Highlights & Insights¶
- Precise problem identification: Reveals the fundamental objective mismatch between adversarial attacks and counterattacks.
- Clear design intuition for OGA: Introducing exploration noise via orthogonalization is both mathematically elegant and practically effective.
- Cosine similarity replaces \(\ell_2\) distance for adversarial sample detection, which is more principled in high-dimensional spaces due to scale invariance.
- Completely training-free: Requires no data, no parameter modification, and runs on a single GPU, resulting in an extremely low deployment barrier.
- t-SNE visualizations intuitively demonstrate DOC's ability to push adversarial samples toward the clean distribution.
Limitations & Future Work¶
- The counterattack budget is set equal to the attack budget; in practice, the attack budget is unknown.
- The orthogonal component is randomly sampled, potentially causing inference results to vary across runs (though empirical variance is small).
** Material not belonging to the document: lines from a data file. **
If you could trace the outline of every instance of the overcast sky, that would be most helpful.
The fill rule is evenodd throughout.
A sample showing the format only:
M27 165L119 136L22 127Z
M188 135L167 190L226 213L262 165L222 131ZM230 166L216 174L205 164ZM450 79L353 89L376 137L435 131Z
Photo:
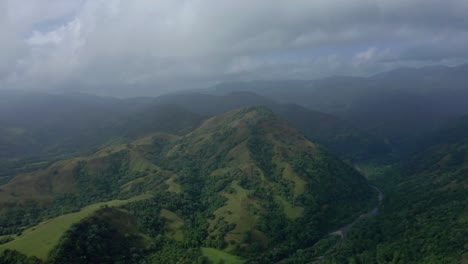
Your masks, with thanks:
M0 0L0 89L141 95L468 58L468 0Z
- Clean accuracy decreases on ImageNet (−3.25%) and fluctuates on some fine-grained classification datasets.
- Validation is limited to CLIP; the approach has not been extended to other VLPs (e.g., BLIP-2, LLaVA).
- Robustness against adaptive attacks is not sufficiently discussed.
Related Work & Insights¶
- TTC (Xing et al. 2025): The pioneering test-time counterattack work that DOC directly improves upon.
- TeCoA (Mao et al.): A representative adversarial fine-tuning method.
- PMG-AFT (Wang et al. 2024): Adversarial fine-tuning augmented with CLIP-guided regularization.
- FARE (Schlarmann et al. 2024): Adversarial fine-tuning under large perturbation budgets.
- Hedge Defense (Wu et al. 2021): A test-time defense that maximizes loss across all classes.
- Insight: In unsupervised test-time defense, diversity matters more than precision. The orthogonal exploration paradigm is generalizable to other robust optimization scenarios.
Rating¶
- Novelty: 4/5 — OGA and DSS represent meaningful and original contributions.
- Technical Depth: 4/5 — The method is grounded in clear theoretical motivation and mathematical derivation.
- Experimental Thoroughness: 5/5 — 16 datasets × 3 attack types × ablations × combination experiments + visualizations.
- Writing Quality: 4/5 — Problem motivation is clearly articulated with rich figures and tables.
- Overall: 4.0/5